I usually avoid any conversations leading to the reason I left my homeland. It hurts just thinking about relatives and friends I haven't seen for 13 years and the countless family occasions I have missed, whether the birth of a new child or the death of a beloved elder.

Years have gone by and there have been two presidents since I left the country but the situation has remained very much the same. Here we are again, facing another election and nursing the hope for great changes despite the challenges stacked up against us.

There was frustration across the board following the disqualification of two major popular candidates, Hashemi Rafsanjani and Isfandiar Rahim Mashaie. There had been some enthusiasm when these two candidates registered, but this quickly dissipated after they were made to drop out of the race.

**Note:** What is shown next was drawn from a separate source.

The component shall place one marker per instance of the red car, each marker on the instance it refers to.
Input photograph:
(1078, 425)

On June 14, the 11th president of the Islamic Republic of Iran will be elected whether or not the majority remains silent. Surveys show that many eligible voters are still undecided and may not even bother to vote. With a very short time left before the election and in spite of reformist candidate Mohammad Reza Aref dropping out to boost Hassan Rouhani's chances, people haven't moved.

Nor has this sense of complacency plaguing Iranian society altered even with statements by Mohammad Khatami and Hashemi Rafsanjani endorsing Hassan Rouhani.

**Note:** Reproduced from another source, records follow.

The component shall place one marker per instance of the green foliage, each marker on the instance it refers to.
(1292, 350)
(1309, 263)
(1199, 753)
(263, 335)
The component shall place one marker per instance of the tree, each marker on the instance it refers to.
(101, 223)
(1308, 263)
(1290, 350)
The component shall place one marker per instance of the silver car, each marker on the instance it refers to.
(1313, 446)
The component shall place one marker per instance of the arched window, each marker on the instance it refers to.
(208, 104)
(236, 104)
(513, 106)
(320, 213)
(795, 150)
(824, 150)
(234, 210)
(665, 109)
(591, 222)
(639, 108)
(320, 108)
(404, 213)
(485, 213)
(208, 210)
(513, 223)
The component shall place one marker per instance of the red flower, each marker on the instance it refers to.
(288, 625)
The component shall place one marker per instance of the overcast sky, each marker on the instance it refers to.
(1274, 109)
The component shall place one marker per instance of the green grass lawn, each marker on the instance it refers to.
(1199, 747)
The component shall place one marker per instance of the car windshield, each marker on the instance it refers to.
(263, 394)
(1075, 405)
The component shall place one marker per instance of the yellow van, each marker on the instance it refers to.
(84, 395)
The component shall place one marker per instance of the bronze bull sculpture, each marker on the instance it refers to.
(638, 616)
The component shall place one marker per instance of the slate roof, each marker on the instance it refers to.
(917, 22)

What's important to bear in mind about this election is if the conservatives win the race, it will be very hard for the reformists to return to power any time soon.

The person who takes office will easily win a second term, which means conservatives would remain in power for eight long years.

By the elections of 2017, the supreme leader would be much aged, which might make it easier for the militia -- Basij and the Revolutionary Guards - -to stage arbitrary interventions. In post Khamenei Iran or even if the supreme leader is in retirement, it's hard to believe the militia would tolerate reformists and intellectuals.

While people sleep during this historic moment, Iran stands between two worlds; either it will become ultra conservative or it will shift course and adopt a more moderate system.

I am not saying the six remaining candidates represent the desires of all groups and cross-sections of Iranian society but they are the only options at this time.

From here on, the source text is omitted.